Many tools are available for scanning logs and source code repositories for secrets. These can at the least alert you when a secret may have been leaked, so you can quickly change or revoke it and take corrective action on systems that might have been compromised.

Conclusion

Chapter 7 recommended the Reusable Stack pattern, using a single deployable infrastructure stack project to deploy multiple instances of the infrastructure. A stack project is reused when most of the resources in it should be kept consistent across instances, but some variation is always needed, which is where configuration parameters come in. The goal of this chapter is to provide you with some good ideas for managing configuration across instances of a stack.

Another practice Chapter 7 recommended was organizing your infrastructure into multiple, separately deployable stacks, to keep them more manageable and composable. A big challenge created by splitting infrastructure stacks is managing dependencies among those stacks, such as the example in this chapter where a FoodSpin application hosted on a server defined in one stack connects to a database defined in a different stack. The next chapter delves into patterns and antipatterns for integrating multiple stacks. Many of these patterns pass references across stacks as configuration parameters, so you should find the content you’ve just read useful in the next chapter.
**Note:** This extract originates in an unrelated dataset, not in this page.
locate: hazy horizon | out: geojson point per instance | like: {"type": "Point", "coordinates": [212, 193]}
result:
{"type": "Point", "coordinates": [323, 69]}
1 A reminder that the stack command, the code syntax, and the IaaS platform that I use in most of my examples are all fictional.

2 YAGNI is the principle of waiting to add something to your system until you actually need it, rather than adding it because you think you’ll need later. People often add things before they’re needed because they believe adding them later will be harder. Practices and techniques that make changes easy, quick, and safe increase peoples’ confidence that it’s OK to wait, another reason this is such a core theme for this book.

3 I know of a major financial institution where a team testing its deployment rollback process in a staging environment accidentally copied and pasted the commands for the production environment. The bank’s national ATM network was down for two days.

4 Some examples of tools that teams can use to securely share passwords include GnuPG, KeePass, 1Password, Keeper, and LastPass.

5 Consul is a product of HashiCorp, which also makes Terraform, and of course, these products work well together. But Consul was created and is maintained as an independent tool and is not required for Terraform to function. This is why I count it as a general-purpose registry product.